We also discovered that ethylene acts as a selective inhibitory agent, though its potency was low. Our analysis of available crystal structures suggests that this small compound exerts an allosteric inhibitory effect on the catalysis by occupying the space adjacent to the substrate binding site. Ethylene, a plant hormone, is implicated in numerous physiological processes, including plant growth, development, and senescence (Abeles et al., 1992). It also plays a crucial role in plant responses or adaptation to biotic and abiotic stress conditions (Müller and Munné-Bosch, 2015). The production of ethylene often enhances plant tolerance of sub-optimal environmental conditions. In our experiments, ethylene primarily reduced the acetylation of spermine, but had only a marginal effect on diaminopropane and no effect on ornithine.
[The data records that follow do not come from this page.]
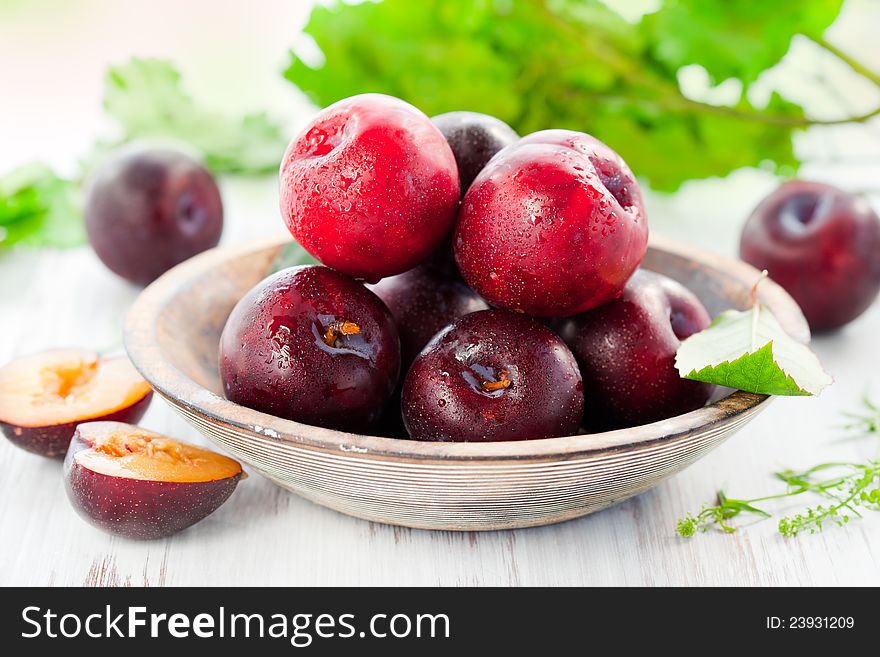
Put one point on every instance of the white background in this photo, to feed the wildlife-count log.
(53, 55)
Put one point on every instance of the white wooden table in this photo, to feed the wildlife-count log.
(266, 536)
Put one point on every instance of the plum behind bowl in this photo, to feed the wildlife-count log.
(172, 334)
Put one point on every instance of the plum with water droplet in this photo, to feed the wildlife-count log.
(312, 345)
(423, 301)
(474, 139)
(493, 375)
(822, 245)
(626, 351)
(554, 225)
(370, 187)
(148, 209)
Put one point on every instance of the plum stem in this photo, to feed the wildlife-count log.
(502, 382)
(756, 308)
(335, 329)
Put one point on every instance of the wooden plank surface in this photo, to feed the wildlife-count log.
(264, 535)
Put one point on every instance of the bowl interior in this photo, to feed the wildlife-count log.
(173, 334)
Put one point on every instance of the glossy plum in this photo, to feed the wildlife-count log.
(423, 301)
(822, 245)
(148, 209)
(554, 225)
(626, 351)
(138, 484)
(370, 187)
(493, 376)
(312, 345)
(474, 139)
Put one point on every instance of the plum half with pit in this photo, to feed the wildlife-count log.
(493, 375)
(626, 351)
(822, 245)
(553, 226)
(135, 483)
(45, 395)
(312, 345)
(474, 139)
(148, 209)
(369, 187)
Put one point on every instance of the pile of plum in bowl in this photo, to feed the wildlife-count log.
(470, 331)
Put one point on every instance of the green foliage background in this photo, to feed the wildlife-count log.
(577, 64)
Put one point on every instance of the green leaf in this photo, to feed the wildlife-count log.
(39, 209)
(291, 255)
(749, 350)
(733, 38)
(577, 65)
(147, 99)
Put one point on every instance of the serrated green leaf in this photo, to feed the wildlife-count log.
(576, 65)
(146, 97)
(749, 350)
(733, 38)
(39, 209)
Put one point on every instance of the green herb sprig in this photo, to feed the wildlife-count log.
(846, 490)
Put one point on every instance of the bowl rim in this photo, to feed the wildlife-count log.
(141, 343)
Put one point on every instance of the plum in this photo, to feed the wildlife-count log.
(474, 139)
(423, 301)
(369, 187)
(626, 351)
(148, 209)
(493, 375)
(311, 344)
(44, 396)
(553, 226)
(822, 245)
(139, 484)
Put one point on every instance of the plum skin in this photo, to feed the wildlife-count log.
(554, 225)
(423, 301)
(148, 209)
(822, 245)
(53, 440)
(274, 356)
(370, 187)
(626, 351)
(454, 391)
(136, 508)
(474, 139)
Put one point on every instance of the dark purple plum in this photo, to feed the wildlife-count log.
(423, 301)
(312, 345)
(135, 483)
(493, 376)
(474, 139)
(626, 351)
(148, 209)
(553, 226)
(822, 245)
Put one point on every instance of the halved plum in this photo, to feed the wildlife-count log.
(135, 483)
(44, 396)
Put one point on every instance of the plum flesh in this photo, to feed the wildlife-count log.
(822, 245)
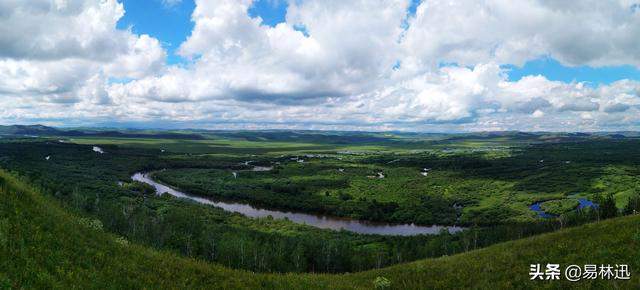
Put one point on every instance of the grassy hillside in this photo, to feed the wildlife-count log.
(44, 246)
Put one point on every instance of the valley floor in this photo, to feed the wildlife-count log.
(42, 245)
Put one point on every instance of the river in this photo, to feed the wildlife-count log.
(319, 221)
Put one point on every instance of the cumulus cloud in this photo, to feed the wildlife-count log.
(65, 51)
(331, 64)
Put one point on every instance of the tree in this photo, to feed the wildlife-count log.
(608, 207)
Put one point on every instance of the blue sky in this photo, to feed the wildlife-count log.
(172, 24)
(343, 64)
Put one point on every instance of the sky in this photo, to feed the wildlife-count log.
(374, 65)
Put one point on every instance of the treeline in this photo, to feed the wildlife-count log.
(87, 182)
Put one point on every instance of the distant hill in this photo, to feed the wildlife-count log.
(40, 130)
(43, 247)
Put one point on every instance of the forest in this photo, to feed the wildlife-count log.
(485, 190)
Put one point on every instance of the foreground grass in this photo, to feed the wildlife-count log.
(43, 246)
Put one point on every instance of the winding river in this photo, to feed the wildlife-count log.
(320, 221)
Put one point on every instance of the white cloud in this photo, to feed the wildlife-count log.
(332, 64)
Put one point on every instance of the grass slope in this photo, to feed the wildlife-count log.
(44, 246)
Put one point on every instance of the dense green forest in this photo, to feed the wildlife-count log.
(52, 248)
(484, 185)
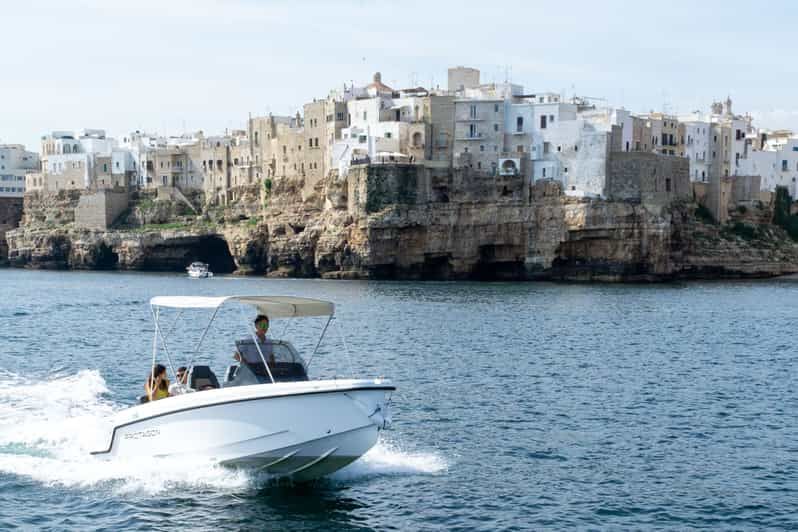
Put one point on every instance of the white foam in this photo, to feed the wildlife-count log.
(388, 459)
(48, 428)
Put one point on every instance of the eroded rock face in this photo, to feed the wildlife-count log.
(427, 227)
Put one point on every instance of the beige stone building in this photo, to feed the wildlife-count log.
(478, 133)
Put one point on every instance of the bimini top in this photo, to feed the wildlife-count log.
(272, 306)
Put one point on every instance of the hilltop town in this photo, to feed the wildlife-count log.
(474, 180)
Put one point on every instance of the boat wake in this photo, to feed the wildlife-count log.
(47, 429)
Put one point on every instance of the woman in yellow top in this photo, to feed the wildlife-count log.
(157, 385)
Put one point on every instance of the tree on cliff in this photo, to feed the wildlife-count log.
(781, 212)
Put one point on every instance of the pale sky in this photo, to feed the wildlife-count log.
(181, 65)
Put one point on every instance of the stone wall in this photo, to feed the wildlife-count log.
(10, 217)
(100, 209)
(43, 208)
(648, 178)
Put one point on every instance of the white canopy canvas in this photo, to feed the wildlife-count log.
(272, 306)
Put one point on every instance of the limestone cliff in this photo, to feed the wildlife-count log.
(406, 222)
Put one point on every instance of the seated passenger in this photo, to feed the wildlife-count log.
(180, 386)
(157, 385)
(261, 327)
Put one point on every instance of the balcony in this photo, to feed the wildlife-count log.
(478, 136)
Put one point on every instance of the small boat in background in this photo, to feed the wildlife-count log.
(199, 270)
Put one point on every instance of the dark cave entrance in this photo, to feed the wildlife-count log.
(214, 251)
(105, 258)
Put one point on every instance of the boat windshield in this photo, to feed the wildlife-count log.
(284, 363)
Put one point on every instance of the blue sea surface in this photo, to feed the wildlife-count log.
(519, 406)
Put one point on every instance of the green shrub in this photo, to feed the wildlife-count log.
(704, 214)
(781, 213)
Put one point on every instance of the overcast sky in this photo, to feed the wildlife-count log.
(182, 65)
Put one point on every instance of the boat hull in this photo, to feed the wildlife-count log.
(302, 430)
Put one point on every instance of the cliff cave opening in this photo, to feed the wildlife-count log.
(177, 254)
(499, 263)
(214, 251)
(105, 258)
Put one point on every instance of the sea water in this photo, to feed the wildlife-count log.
(519, 406)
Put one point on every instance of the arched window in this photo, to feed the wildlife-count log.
(508, 167)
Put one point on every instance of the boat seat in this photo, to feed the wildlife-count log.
(202, 378)
(230, 373)
(288, 371)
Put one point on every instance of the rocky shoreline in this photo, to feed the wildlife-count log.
(354, 229)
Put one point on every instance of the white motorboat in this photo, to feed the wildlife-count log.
(266, 414)
(199, 270)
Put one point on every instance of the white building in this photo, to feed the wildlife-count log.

This observation suggests an additional pathway for allosteric effectors of NATA activity in Arabidopsis. Our results suggest that some of the reported discrepancies in the substrate profile and activity of SSATss could be attributed to their biologically relevant sensitivity to a wide array of compounds and conditions. However, other mechanisms, such as post-translational modifications, may also be involved.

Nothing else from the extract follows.